Sometimes the color does not develop because the plant is not hardening off enough before the truly cold weather sets in. Most often this happens because they are being generously watered and fertilized too late into the fall.
If you are fertilizing, use only a top dressing of compost and/or a general purpose granular fertilizer per the label directions and apply them once in the spring. If it is adjacent or surrounded by lawn that is being fertilized, do not fertilize the shrubs separately in addition to the lawn. This plant does not need a rich soil or high fertility to grow well.
If you are watering routinely, keep in mind that watering is really only needed if rain is inadequate and that these are quite able to tolerate a dry soil once established -- that is one of the reasons, along with the ability to grow well in just average soil -- they are considered so low maintenance.
You should allow the soil to dry out a bit between deep waterings.

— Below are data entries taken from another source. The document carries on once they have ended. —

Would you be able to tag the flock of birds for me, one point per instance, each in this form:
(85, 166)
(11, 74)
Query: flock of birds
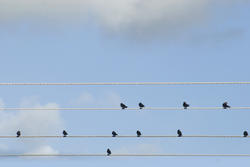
(185, 105)
(138, 133)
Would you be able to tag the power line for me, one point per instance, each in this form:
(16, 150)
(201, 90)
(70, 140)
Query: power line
(124, 83)
(125, 155)
(146, 108)
(131, 136)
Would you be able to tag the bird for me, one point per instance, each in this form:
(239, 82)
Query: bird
(179, 133)
(141, 105)
(114, 134)
(245, 133)
(225, 105)
(108, 152)
(138, 133)
(18, 133)
(65, 133)
(185, 105)
(123, 106)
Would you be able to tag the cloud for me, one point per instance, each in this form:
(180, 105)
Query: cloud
(137, 16)
(30, 123)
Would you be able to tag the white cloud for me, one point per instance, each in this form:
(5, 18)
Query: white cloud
(30, 123)
(137, 16)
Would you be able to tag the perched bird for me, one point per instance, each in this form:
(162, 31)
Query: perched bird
(185, 105)
(114, 134)
(245, 133)
(179, 133)
(18, 133)
(141, 105)
(138, 133)
(225, 105)
(108, 152)
(123, 106)
(65, 133)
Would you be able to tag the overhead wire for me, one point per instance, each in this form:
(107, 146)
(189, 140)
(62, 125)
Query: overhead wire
(131, 136)
(125, 155)
(123, 83)
(111, 109)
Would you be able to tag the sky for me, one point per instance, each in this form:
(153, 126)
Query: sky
(124, 41)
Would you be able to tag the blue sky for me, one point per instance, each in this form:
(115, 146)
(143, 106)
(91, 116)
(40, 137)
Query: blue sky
(48, 45)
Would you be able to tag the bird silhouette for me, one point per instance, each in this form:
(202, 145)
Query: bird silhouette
(225, 105)
(114, 134)
(179, 133)
(138, 133)
(65, 134)
(123, 106)
(18, 133)
(245, 133)
(141, 105)
(108, 152)
(185, 105)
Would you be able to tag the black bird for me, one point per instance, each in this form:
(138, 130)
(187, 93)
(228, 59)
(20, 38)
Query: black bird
(114, 134)
(225, 105)
(108, 152)
(65, 133)
(245, 133)
(185, 105)
(18, 133)
(123, 106)
(138, 133)
(141, 105)
(179, 133)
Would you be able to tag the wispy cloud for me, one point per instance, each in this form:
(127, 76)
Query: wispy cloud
(137, 16)
(30, 123)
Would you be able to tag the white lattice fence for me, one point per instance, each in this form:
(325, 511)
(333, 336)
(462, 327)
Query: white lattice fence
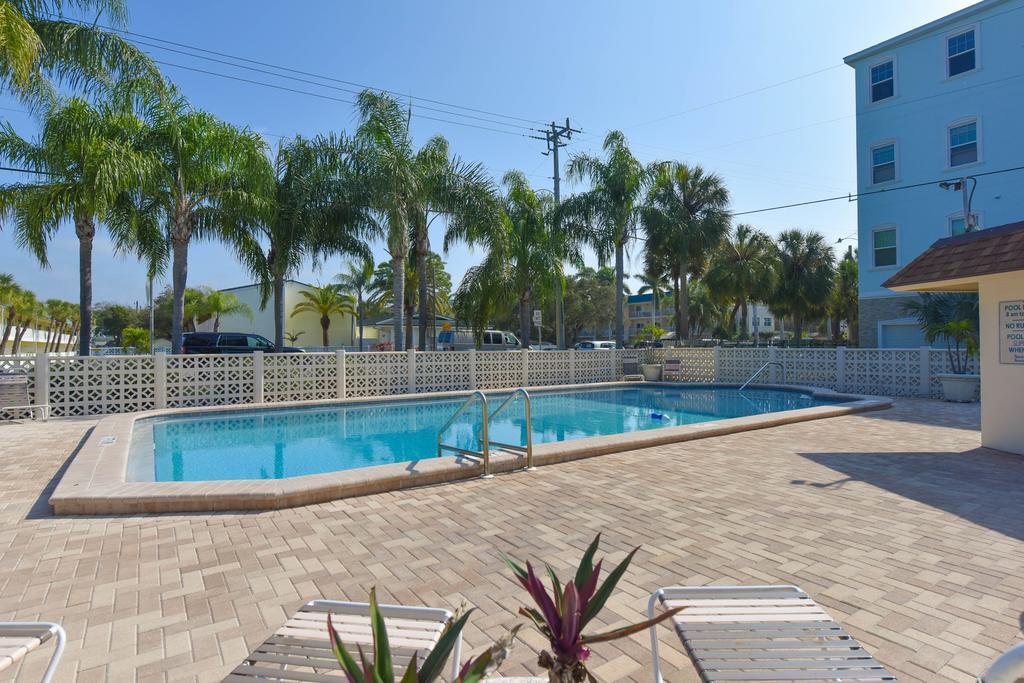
(208, 380)
(377, 374)
(442, 371)
(300, 377)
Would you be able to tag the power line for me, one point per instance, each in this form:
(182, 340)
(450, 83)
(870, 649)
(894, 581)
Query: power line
(306, 73)
(324, 85)
(323, 96)
(732, 97)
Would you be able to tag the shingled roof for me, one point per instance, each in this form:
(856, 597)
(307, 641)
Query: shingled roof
(982, 253)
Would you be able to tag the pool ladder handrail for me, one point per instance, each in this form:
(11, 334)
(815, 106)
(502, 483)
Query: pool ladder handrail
(761, 370)
(528, 447)
(484, 454)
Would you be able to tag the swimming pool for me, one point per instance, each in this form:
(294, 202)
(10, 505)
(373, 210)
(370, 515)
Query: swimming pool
(278, 443)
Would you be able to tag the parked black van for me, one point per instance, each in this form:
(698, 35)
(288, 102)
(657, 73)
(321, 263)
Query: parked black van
(229, 342)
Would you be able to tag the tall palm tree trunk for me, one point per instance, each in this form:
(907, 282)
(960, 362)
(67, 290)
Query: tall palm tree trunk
(422, 250)
(359, 307)
(620, 303)
(9, 325)
(524, 318)
(398, 300)
(86, 230)
(179, 275)
(683, 302)
(279, 310)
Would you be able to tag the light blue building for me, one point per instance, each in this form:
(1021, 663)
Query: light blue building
(937, 103)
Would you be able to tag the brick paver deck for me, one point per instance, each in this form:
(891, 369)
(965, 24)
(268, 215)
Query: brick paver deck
(897, 522)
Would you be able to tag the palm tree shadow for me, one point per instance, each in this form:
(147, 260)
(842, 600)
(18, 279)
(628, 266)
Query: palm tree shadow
(980, 485)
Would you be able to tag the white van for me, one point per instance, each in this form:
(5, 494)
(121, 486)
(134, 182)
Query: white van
(462, 340)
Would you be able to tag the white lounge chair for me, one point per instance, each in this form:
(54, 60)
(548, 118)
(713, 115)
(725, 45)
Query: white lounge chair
(19, 638)
(300, 650)
(672, 369)
(762, 633)
(14, 396)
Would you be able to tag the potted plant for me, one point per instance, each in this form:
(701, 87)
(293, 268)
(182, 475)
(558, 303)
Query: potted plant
(562, 614)
(962, 345)
(951, 317)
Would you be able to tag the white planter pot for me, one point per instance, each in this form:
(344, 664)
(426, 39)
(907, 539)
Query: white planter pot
(651, 372)
(960, 388)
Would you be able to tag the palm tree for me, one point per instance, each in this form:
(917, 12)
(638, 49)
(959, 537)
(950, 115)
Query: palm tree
(314, 210)
(524, 257)
(607, 212)
(843, 304)
(806, 271)
(211, 184)
(216, 303)
(685, 217)
(86, 157)
(40, 43)
(355, 281)
(743, 269)
(325, 301)
(410, 188)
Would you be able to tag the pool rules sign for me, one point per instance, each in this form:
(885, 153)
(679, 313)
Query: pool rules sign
(1012, 332)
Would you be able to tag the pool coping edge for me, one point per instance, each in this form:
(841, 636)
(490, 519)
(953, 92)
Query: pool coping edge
(95, 481)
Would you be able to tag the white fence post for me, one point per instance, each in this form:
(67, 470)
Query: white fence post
(412, 370)
(925, 387)
(840, 369)
(160, 380)
(339, 372)
(257, 377)
(42, 390)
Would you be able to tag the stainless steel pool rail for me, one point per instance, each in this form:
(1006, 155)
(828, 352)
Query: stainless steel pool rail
(528, 447)
(484, 454)
(761, 370)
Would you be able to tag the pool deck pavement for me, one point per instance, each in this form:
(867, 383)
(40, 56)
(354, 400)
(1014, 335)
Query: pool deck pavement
(897, 521)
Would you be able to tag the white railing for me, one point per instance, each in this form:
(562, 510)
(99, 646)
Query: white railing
(99, 385)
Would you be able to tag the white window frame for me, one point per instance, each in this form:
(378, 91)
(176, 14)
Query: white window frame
(977, 50)
(870, 98)
(977, 141)
(957, 215)
(870, 161)
(880, 228)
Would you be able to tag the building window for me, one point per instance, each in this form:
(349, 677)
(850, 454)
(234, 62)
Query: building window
(957, 226)
(961, 55)
(964, 143)
(883, 163)
(884, 243)
(883, 84)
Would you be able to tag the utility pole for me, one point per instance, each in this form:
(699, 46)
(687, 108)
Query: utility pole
(553, 137)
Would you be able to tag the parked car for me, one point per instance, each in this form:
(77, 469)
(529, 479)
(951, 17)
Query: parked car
(230, 342)
(595, 344)
(462, 340)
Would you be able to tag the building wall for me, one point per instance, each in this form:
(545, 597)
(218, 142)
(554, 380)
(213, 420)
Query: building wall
(1001, 426)
(306, 325)
(916, 120)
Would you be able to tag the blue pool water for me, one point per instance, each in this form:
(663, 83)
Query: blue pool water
(273, 443)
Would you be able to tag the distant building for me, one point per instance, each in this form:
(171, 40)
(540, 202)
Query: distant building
(302, 330)
(939, 102)
(640, 312)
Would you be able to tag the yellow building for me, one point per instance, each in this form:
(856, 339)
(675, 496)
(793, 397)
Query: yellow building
(301, 330)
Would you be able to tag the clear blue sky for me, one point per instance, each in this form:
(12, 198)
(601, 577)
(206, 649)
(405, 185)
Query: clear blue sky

To know if you need to water, dig into the soil with your finger. If it is still damp, do not water yet. When you do water, water thoroughly and slowly so it soaks down deep. This is preferred over a daily light watering because it encourages deeper rooting. After you water, wait a few hours and then dig down to see how far the water went; sometimes it can be surprising.
It may be too late for this season, but I hope this helps for next year.